On December 27 Antonio Luna wrote that all the provinces of Luzón, Mindoro, Marinduque, Masbate, and Ticao, Romblón, part of Panay, the Batanes, and Babuyanes Islands were under the jurisdiction of the insurgent government.[23]
By October 7, 1898, 14 of the 36 provinces and districts into which Luzón had been divided by the Spanish government had civil governors.[24] These 14 were Tagálog provinces or provinces which the Tagálogs controlled. The other provinces were still under military rule, and, indeed, even the provinces under civilians were dominated by their military commanders. With the manner of holding elections which prevailed, the governors must have been men who were in favour of the military party in force, for otherwise they would not have been elected.[25]

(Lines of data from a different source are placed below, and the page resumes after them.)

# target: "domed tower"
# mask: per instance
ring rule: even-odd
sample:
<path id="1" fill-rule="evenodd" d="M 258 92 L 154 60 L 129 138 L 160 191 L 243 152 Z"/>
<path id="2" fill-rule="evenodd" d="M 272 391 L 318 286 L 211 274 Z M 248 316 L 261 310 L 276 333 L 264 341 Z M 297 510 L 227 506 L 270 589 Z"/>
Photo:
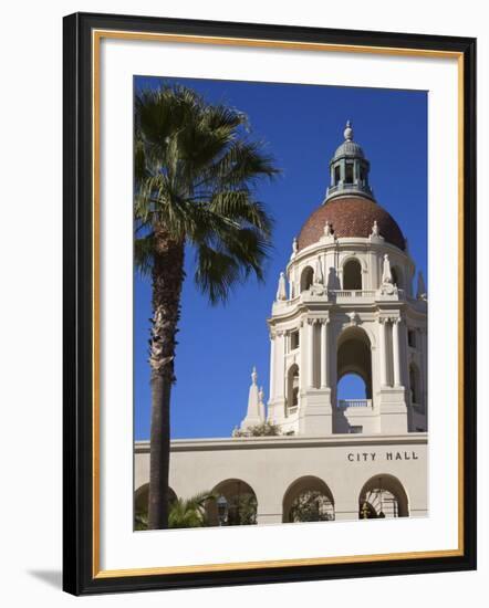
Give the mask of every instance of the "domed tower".
<path id="1" fill-rule="evenodd" d="M 375 200 L 370 163 L 353 139 L 330 163 L 323 203 L 293 240 L 269 318 L 268 420 L 283 432 L 427 430 L 427 302 L 394 218 Z M 356 374 L 365 398 L 340 400 Z"/>

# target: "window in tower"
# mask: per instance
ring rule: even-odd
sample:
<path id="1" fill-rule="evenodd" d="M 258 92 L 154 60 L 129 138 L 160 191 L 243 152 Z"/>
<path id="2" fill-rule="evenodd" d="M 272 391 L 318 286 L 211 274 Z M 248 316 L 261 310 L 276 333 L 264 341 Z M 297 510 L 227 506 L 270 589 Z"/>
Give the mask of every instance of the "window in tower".
<path id="1" fill-rule="evenodd" d="M 353 184 L 353 163 L 346 163 L 345 184 Z"/>
<path id="2" fill-rule="evenodd" d="M 299 348 L 299 329 L 295 329 L 290 335 L 290 349 L 295 350 L 295 348 Z"/>
<path id="3" fill-rule="evenodd" d="M 358 260 L 348 260 L 343 266 L 343 289 L 362 289 L 362 266 L 360 265 Z"/>
<path id="4" fill-rule="evenodd" d="M 305 266 L 301 274 L 301 292 L 306 292 L 311 289 L 314 281 L 314 271 L 311 266 Z"/>
<path id="5" fill-rule="evenodd" d="M 340 165 L 334 167 L 334 185 L 336 186 L 340 181 Z"/>

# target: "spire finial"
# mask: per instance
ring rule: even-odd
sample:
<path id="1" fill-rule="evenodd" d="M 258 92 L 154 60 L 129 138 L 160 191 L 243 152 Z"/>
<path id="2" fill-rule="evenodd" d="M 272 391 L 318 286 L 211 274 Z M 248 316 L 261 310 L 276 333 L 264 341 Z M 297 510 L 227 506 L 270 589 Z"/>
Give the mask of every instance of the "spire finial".
<path id="1" fill-rule="evenodd" d="M 258 378 L 257 368 L 253 365 L 253 370 L 251 371 L 251 381 L 253 382 L 253 385 L 257 384 L 257 378 Z"/>
<path id="2" fill-rule="evenodd" d="M 346 120 L 346 128 L 343 135 L 346 141 L 351 141 L 353 139 L 353 125 L 351 120 Z"/>

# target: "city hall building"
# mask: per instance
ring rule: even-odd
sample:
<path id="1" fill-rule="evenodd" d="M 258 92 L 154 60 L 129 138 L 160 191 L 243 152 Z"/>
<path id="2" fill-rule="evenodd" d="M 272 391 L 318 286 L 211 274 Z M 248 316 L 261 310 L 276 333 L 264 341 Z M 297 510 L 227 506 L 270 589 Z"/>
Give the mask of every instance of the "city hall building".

It is not probable that the number of provinces under civil governors much increased. If in Pangasinán Province, where there are many Tagálogs, organizations opposed to the rule of Aguinaldo could cause serious disorders, as was the case, it must have been considered expedient for the success of the attempt of the Tagálogs, who form only a fifth of the population, to dominate the archipelago, that all provinces in which an effective majority of the people were not of that tribe, should be kept under military rule. The municipal governments which had been established in Luzón were in the hands of Aguinaldo’s adherents, or of men who it was hoped would prove loyal to him. They were men of the Spanish-speaking group, which has always dominated the people of the islands. They were probably not as a rule men of means. Many of them, perhaps most of them, had been clerks and employees under the Spanish government, and they saw no reason for changing the methods of town administration which had then been followed. The municipal taxes, the estimates for expenditures, and the regulations for town government, were but little modified from those they found in force. In many ways such changes as were made were for the worse.
Once installed in power, Aguinaldo’s officials were required to exercise over the mass of the people about the same control that had always been exercised over them. The governing group considered that they were perfectly capable of providing for the welfare of the islands, and that it was the duty of the people to obey them without question.